08/01/2026
Vous êtes nombreux à me
Dire que les énergies sont denses et que vous êtes fatigués
Oui, les gens sont fatigués. Et pas une fatigue ordinaire. C’est une fatigue vibratoire profonde, une usure intérieure née de plusieurs couches qui se superposent. D’abord, il y a la pression extérieure. Les médias martèlent sans relâche des récits de manque, de peur et de conflit. Argent, taxes, guerres, instabilité… Ce flux constant maintient les systèmes nerveux en alerte permanente. Le corps, lui, ne sait pas faire la différence entre une menace réelle et une menace répétée par l’information. Il se contracte. Il se défend. Il s’épuise.
Mais il y a une autre fatigue, plus silencieuse, plus insidieuse. Celle de « travailler sur soi » sans cesse. Depuis des années, beaucoup ont sincèrement cherché à guérir, à comprendre leurs blessures, à se transformer. Cette démarche est noble, mais elle est devenue, pour certains, une nouvelle injonction. Comme s’il fallait être en chantier permanent, corriger chaque ombre, décoder chaque émotion, transformer chaque inconfort en leçon. À force, l’âme se lasse. Parce que l’âme ne s’incarne pas pour être réparée indéfiniment, mais pour être vécue.
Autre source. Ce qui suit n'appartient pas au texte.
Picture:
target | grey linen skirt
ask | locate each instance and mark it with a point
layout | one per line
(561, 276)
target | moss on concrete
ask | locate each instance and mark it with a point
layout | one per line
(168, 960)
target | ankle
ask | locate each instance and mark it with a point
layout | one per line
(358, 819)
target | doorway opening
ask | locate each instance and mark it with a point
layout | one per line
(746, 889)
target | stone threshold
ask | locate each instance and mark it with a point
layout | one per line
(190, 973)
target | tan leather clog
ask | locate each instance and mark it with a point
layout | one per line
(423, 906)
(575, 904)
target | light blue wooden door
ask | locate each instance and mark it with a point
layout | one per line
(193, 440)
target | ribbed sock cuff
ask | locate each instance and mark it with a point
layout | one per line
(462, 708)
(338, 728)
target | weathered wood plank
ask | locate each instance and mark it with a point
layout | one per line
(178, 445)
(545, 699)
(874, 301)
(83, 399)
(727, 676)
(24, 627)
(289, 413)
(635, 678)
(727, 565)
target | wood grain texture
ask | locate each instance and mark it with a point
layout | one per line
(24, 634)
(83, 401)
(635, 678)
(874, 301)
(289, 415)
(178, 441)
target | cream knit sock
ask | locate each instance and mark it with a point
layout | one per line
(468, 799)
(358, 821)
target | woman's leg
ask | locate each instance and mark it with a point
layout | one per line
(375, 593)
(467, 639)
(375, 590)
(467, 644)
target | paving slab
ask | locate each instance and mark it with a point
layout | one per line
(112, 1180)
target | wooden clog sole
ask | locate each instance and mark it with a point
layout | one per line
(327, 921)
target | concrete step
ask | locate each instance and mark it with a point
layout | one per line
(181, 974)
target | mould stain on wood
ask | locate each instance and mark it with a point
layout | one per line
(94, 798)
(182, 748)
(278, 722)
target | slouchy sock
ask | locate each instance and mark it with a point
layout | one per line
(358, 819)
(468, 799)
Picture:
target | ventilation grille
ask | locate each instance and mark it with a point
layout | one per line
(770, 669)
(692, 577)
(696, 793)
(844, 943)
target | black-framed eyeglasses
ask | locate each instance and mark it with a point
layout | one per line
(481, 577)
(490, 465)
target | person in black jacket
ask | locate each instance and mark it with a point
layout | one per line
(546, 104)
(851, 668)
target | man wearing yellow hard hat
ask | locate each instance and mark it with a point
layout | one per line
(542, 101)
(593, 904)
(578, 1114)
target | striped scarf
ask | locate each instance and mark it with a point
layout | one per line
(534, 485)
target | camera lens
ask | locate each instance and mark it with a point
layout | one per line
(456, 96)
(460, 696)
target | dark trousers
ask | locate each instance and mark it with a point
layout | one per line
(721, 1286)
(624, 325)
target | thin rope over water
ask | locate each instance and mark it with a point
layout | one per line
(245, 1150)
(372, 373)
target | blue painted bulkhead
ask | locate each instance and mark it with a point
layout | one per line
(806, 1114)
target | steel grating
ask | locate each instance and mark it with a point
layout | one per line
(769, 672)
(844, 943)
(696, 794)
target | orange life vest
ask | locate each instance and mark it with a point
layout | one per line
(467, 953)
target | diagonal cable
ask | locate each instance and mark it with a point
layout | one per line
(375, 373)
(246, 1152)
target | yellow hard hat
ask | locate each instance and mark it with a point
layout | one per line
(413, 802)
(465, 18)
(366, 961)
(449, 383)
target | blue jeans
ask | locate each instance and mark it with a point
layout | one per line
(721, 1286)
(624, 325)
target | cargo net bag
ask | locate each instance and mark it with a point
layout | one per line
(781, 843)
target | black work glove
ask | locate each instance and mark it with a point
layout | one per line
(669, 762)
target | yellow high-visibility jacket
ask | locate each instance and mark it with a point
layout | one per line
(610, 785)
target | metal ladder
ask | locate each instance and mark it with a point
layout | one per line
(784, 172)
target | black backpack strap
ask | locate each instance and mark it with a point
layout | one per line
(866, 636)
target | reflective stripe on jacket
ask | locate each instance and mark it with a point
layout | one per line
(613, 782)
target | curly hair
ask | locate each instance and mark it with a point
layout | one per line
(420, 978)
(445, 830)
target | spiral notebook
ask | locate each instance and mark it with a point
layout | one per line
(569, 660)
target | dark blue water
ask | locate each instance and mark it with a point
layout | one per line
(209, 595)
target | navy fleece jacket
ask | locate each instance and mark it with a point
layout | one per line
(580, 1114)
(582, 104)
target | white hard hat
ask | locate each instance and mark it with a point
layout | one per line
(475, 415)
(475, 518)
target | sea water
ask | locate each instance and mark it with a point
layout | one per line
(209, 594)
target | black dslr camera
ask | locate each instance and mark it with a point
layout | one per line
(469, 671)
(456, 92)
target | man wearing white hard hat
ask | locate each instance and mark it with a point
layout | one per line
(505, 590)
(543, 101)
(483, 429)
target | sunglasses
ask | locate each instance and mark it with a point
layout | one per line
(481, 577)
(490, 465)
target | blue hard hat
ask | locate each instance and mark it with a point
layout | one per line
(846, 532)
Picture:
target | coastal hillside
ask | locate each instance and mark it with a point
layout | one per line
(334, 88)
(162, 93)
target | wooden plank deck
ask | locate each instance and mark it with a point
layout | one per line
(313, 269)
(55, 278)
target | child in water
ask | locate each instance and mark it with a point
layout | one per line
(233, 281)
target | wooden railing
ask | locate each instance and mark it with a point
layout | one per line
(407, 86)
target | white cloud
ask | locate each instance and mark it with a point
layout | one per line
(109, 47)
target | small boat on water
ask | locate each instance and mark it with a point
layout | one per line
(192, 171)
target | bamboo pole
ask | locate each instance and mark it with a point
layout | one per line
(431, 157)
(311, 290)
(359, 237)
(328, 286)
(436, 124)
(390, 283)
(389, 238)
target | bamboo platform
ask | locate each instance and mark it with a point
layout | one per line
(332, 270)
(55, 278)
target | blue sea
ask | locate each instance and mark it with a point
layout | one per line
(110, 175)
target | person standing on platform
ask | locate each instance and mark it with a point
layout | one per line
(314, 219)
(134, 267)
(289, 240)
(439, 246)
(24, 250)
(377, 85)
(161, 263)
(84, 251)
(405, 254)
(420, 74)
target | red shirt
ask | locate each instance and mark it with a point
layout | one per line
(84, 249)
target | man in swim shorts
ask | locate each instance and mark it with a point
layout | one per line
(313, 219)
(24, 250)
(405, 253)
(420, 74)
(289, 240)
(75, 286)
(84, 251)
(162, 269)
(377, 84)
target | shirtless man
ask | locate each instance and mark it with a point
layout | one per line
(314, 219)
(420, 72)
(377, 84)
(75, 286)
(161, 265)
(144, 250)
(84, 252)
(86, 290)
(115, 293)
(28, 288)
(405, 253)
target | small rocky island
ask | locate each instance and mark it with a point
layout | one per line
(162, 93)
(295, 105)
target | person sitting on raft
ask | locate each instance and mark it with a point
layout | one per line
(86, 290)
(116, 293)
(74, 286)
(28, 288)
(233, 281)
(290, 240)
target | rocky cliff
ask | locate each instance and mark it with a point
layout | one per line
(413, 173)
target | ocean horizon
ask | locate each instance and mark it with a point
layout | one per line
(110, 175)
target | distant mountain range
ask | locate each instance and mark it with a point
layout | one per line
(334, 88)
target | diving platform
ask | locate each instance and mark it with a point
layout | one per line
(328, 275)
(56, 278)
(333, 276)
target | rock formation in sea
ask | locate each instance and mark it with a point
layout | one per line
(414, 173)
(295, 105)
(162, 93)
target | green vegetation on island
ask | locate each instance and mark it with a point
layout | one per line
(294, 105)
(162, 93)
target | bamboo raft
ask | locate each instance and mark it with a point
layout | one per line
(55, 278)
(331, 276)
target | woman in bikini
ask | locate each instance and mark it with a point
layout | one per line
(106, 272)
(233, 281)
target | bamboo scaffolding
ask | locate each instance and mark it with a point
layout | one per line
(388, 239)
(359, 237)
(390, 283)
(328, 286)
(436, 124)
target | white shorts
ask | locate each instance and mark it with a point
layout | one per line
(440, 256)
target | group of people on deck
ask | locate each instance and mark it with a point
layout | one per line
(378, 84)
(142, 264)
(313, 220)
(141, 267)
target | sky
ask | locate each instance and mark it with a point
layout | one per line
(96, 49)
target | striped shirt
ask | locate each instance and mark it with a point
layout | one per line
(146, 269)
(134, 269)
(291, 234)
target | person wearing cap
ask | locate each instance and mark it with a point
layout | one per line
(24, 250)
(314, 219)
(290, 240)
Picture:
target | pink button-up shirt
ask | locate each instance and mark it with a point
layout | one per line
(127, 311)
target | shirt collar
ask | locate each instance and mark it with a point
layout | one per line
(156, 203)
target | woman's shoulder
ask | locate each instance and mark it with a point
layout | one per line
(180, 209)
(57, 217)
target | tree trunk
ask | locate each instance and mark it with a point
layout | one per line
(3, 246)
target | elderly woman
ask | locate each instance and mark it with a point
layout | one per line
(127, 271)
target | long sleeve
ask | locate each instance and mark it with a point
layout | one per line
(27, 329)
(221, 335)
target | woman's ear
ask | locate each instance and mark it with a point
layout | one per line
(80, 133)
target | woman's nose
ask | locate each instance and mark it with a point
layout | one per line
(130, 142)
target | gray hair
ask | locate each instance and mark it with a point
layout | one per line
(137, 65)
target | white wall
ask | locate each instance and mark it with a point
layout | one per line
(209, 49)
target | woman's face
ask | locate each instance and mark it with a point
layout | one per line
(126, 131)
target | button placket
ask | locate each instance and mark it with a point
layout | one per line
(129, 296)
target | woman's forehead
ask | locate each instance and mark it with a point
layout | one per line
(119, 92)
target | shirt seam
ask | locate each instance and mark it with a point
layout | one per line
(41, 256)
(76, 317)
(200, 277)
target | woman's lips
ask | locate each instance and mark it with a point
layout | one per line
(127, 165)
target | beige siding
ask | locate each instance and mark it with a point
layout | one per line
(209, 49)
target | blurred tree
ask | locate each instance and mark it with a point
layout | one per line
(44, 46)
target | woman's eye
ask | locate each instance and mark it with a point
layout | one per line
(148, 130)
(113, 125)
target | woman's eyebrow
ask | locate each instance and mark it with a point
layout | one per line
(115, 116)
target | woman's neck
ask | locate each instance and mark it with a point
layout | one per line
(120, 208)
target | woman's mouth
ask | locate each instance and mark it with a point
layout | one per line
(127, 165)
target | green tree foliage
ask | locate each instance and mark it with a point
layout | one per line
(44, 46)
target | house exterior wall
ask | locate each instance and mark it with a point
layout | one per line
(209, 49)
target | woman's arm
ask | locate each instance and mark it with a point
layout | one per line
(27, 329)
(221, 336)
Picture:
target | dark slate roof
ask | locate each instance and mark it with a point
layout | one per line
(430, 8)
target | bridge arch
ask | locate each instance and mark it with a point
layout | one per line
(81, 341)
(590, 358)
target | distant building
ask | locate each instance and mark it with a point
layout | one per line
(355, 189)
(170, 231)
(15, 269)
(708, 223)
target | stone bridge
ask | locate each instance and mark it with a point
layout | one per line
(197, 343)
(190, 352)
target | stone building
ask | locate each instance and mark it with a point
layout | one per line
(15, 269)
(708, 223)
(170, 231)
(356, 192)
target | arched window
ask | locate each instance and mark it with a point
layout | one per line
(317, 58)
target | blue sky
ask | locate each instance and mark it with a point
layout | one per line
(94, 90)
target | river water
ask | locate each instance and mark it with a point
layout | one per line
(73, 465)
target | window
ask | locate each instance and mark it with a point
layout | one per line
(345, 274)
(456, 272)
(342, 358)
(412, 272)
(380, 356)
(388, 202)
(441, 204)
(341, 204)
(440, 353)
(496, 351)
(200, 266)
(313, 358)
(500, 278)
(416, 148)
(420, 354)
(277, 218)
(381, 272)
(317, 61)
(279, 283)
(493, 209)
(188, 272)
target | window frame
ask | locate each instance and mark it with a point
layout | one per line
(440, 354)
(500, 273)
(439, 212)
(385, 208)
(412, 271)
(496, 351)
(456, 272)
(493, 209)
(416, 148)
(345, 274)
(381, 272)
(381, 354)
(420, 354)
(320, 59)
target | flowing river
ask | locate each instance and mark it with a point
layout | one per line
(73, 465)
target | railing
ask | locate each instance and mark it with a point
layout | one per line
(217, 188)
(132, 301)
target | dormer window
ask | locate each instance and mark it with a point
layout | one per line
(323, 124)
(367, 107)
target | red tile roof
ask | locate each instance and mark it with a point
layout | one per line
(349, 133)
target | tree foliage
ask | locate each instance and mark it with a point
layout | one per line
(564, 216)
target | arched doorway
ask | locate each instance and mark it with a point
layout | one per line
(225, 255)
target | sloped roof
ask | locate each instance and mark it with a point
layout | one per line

Et là, il est important de poser une vérité que l’on n’entend pas assez : le repos est aussi un acte spirituel. Le retrait n’est pas une fuite. Le silence n’est pas un abandon du chemin. C’est même parfois l’étape la plus juste. Quand l’intérieur est saturé, continuer à creuser revient à blesser un sol déjà fragile. Il y a des moments où l’énergie ne demande pas d’être travaillée, mais respectée.
Se reposer, vibratoirement, ce n’est pas “ne rien faire”. C’est cesser de se regarder comme un problème à résoudre. C’est revenir à l’intérieur non pas pour analyser, mais pour habiter. Habiter son corps sans vouloir le changer. Habiter ses émotions sans les nommer. Habiter ses envies simples sans les justifier. Faire ce que l’on aime, même si cela ne “sert” à rien. Marcher, créer, rire, ne rien produire. L’énergie se régénère dans la joie tranquille, pas dans l’effort permanent.
Le chaos extérieur, aussi réel soit-il, n’a pas à être intégré en permanence dans ton champ. Résister, aujourd’hui, ce n’est pas lutter. C’est préserver sa fréquence. C’est choisir consciemment ce que l’on laisse entrer. C’est accepter de ne pas tout porter, de ne pas tout comprendre, de ne pas tout transmuter. Le courage, en ce moment, est dans la lenteur. Dans la douceur envers soi. Dans le droit de dire : « je fais une pause ».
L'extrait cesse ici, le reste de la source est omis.